Part-of-Speech Tagging
Tutorial Section
Part-of-Speech Tagging
Discover Part-of-Speech (POS) tagging and how to extract linguistic structure and word grammar from text.
Part-of-Speech (POS) Tagging
Part-of-Speech (POS) tagging is the process of marking up a word in a text corpus to a corresponding grammatical part of speech, based on both its definition and its context alongside adjacent words.

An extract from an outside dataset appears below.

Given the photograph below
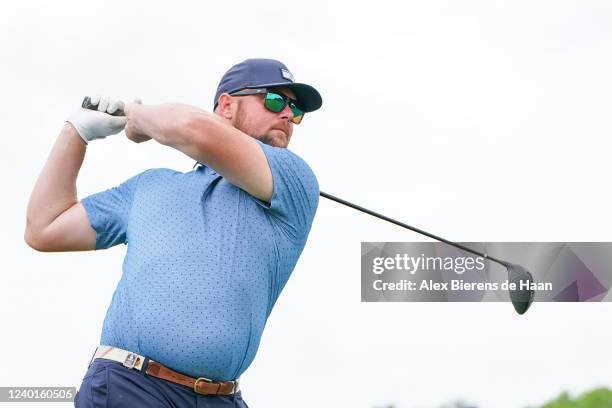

This is a critical step for Syntactic Analysis.
POS Breakdown Example
The
Determiner
Determiner
quick
Adjective
Adjective
brown
Adjective
Adjective
fox
Noun
Noun
jumps
Verb
Verb
over
Preposition
Preposition
the
Determiner
Determiner
lazy
Adjective
Adjective
dog
Noun
Noun
Why POS Tagging?
- Word Sense Disambiguation: Tells the difference between "I like to bear (Verb) weight" and "I saw a brown bear (Noun)".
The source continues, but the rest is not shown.